En 2021 l’augmentation du nombre d'enfants atteints de malnutrition aiguë pris en charge dans la région de Maradi était liée à plusieurs facteurs. Il y a eu une arrivée importante des enfants du Nigéria. Comme vous le savez à la frontière Niger-Nigéria, il y a de longue date des mouvements et des enfants nigérians qui ont accès aux soins au Niger. Mais en 2021, nous avons assisté à une hausse importante suite à la détérioration de la situation sécuritaire à Katsina et généralement au nord-ouest du Nigéria. Nous avons lancé un nouveau projet en soutien à la prise en charge médico-nutritionnelle à Katsina. Nous nous demandions : Y a-t-il également une augmentation des enfants malnutris nigériens ? Nous nous posions cette question parce que dans la période post-covid, il y avait une augmentation des prix, une inflation sur différentes denrées. A posteriori, l'analyse de 2021 a montré que la situation était restée relativement stable pour les enfants nigériens malnutris à Maradi. Un autre facteur en 2021 a été le fait que plusieurs organisations étaient parties faute de bailleurs de fonds et l’objectif était donc de mobiliser différents bailleurs pour poursuivre le travail dans cette zone contre la malnutrition.
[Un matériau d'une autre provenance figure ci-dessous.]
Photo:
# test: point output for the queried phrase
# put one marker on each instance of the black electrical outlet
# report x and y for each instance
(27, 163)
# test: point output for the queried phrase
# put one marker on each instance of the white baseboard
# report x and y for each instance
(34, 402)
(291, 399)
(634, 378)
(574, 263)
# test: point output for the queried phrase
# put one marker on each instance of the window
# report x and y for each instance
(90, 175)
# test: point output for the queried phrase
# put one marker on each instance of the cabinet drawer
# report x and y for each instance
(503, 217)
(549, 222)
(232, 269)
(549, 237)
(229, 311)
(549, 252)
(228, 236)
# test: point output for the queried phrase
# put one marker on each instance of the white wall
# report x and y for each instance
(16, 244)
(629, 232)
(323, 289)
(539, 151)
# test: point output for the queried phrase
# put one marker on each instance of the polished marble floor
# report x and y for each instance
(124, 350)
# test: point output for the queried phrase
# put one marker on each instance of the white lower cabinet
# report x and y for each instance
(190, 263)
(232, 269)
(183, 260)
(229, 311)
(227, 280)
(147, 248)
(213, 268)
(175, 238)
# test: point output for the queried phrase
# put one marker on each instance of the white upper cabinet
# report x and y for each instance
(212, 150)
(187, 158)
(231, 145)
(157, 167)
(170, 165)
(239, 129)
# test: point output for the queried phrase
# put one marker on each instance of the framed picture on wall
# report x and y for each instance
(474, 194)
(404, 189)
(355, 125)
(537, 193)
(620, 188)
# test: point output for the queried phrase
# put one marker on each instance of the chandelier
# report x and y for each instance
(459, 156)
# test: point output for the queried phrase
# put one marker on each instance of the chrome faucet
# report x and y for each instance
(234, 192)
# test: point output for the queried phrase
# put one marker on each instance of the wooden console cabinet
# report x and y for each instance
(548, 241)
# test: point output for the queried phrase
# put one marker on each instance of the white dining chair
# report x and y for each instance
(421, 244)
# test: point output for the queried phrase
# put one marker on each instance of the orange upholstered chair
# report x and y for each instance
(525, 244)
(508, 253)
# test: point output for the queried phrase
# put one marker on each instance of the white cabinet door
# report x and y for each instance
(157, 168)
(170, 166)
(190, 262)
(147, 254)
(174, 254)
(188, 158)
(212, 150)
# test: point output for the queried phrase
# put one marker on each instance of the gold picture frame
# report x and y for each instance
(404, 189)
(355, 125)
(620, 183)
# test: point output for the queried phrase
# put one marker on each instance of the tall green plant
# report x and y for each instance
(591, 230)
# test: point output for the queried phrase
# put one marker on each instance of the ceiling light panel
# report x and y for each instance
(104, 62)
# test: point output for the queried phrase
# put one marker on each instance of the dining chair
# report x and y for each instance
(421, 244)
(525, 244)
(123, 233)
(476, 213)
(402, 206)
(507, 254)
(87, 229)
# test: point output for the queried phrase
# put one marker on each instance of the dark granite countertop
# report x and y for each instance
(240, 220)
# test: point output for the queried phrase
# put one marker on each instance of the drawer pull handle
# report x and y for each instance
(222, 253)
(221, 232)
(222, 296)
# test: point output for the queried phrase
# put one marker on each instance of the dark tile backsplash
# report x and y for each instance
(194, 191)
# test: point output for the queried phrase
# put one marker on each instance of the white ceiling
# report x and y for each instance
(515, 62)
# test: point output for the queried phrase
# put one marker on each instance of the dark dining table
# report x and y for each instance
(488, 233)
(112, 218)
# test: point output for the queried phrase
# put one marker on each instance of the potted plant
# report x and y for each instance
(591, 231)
Pour ce qui est des perspectives pour 2023, il y a plusieurs points et celui qui nous semble très important c'est de continuer à prendre en charge des enfants atteints de malnutrition aiguë modérée avec le ministère de la santé, le Programme alimentaire mondial, et les autres acteurs. Cette malnutrition modérée, elle majore aussi le risque de mortalité de ses enfants, il faut de suite la traiter. Une autre perspective qui est d’ailleurs une bonne nouvelle, c'est que le Niger devrait recevoir bientôt un vaccin contre le paludisme : nous sommes actuellement en discussion avec les autorités pour identifier les prochaines étapes et la contribution que pourrait apporter MSF.  

Au-delà de la prise en charge de la malnutrition, qu’est-ce qui est fait ou devrait être fait pour prévenir et endiguer la malnutrition des enfants ?

Réussir à réduire cette malnutrition, c'est ça l'objectif. Empêcher que chaque année il y ait des milliers d'enfants atteints de malnutrition aiguë, ça serait l'idéal. Pour arriver à réduire la malnutrition, il faut prendre différents angles. Quand on regarde ce que certains pays ont fait, et les connaissances actuelles, il faut s'y prendre au minimum sur trois angles :

  1. il faut assurer la prise en charge médicale du petit enfant malade, c'est un travail qui est bien en cours au Niger.
  2. il faut que les enfants aient un soutien pendant leur croissance, c'est-à-dire qu'ils reçoivent des suppléments nutritionnels adaptés de leurs 6 à 18 mois (farine enrichies, aliments prêts à l'emploi). Ce sont des projets que MSF a déjà mené dans le passé et qui se sont arrêtés malheureusement aujourd'hui, et nous réfléchissons pour éventuellement les reprendre.
  3. Un 3e angle important concerne le support social, aussi appelé les filets sociaux. Les familles qui ont des enfants dénutris sont généralement des familles très pauvres et pour lutter contre la malnutrition, il faut aussi donner une forme de support social, des revenus à la famille, pour répondre à leurs besoins essentiels.

Ce sont des points importants parce qu’aujourd’hui l’essentiel des efforts se concentre sur le premier angle. Une partie conséquente du financement du système de santé repose sur la prise en charge des centaines de milliers d’enfants atteints de malnutrition aiguë. Au niveau des familles, les plus pauvres d’entre elles ne reçoivent une aide nutritionnelle pour leur enfant que lorsque celui-ci atteint un stade aigu de malnutrition. Je trouve qu’il y a un problème de logique et beaucoup de travail à faire pour réorienter les aides et financements en amont, pour aider à garder les enfants en bonne santé et pas seulement les prendre en charge lorsqu’ils atteignent les stades aigus de la malnutrition. Ce sont des enjeux importants qui dépassent le cœur de métier de MSF et nous restons intéressés de participer à la réflexion et à l’action collective.